In some respects there are similarities to be drawn between the United winger and Sadio Mane’s last campaign with Liverpool. The Senegal star hit a wretched run of form in the run up to the African Cup of Nations during the 2021/2022 season, scoring just one goal in nine matches. Liverpool signed Luis Diaz, shifted Mane from his ‘natural’ position into the middle, and saw their fortunes transform as their soon-to-depart forward enjoyed a series of man-of-the-match displays in both the Premier League and Champions League.
It is perhaps why Cody Gakpo is of such interest to Manchester United. Many fans – quite understandably – would prefer to see a natural number nine signed in the winter. As discussed, that is unlikely to be possible midseason, but Ten Hag has publicly reiterated a desire for more offensive weapons on several occasions. With another player capable of holding width on the left, Sancho’s performances could flourish as a result of the freedom that would afford him.

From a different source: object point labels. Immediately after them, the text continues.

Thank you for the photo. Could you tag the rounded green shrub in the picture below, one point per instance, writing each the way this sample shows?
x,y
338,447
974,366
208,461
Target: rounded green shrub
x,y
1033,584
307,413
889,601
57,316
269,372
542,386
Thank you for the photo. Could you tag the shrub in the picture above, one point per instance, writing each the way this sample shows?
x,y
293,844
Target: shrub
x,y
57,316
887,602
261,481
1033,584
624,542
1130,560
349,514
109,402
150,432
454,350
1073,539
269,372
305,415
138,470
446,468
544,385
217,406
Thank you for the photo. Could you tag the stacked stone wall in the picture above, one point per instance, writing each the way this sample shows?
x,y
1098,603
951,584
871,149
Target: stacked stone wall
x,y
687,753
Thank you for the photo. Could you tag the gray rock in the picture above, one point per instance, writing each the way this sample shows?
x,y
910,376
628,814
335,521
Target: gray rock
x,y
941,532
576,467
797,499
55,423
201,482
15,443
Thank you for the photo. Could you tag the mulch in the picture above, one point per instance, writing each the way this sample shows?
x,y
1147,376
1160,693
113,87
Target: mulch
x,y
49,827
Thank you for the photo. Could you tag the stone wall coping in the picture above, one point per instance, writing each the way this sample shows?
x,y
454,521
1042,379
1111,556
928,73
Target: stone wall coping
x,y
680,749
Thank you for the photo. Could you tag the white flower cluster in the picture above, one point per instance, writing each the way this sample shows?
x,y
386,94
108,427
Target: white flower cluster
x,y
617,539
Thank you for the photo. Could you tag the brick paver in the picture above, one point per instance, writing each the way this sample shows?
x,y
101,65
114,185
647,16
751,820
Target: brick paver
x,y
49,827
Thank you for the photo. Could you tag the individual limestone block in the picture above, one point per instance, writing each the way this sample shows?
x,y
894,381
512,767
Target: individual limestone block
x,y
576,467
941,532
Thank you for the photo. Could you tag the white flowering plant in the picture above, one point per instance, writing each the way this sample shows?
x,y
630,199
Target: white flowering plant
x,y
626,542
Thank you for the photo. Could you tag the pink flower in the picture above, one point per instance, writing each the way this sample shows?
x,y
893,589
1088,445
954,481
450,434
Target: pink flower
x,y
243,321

It would also allow for an invaluable capacity for rotation, a luxury Ten Hag has barely been afforded with regards to his attacking options this season. Where Manchester City are able to flip between Riyaad Mahrez, Jack Grealish, Julian Alvarez, and Phil Foden, the United boss had little option but to play Sancho, Rashford, and Antony all at once until they all got injured – all at once. The importance of freshness when it comes to creative players cannot be understated.
Jadon Sancho certainly has work to do before the domestic season resumes, and it may be that not all of that work has much to do with football.
But it is apparent from the interest that Ten Hag has taken in Sancho that the manager will be doing everything in his power to bring the 22-year-old attacker back to his best.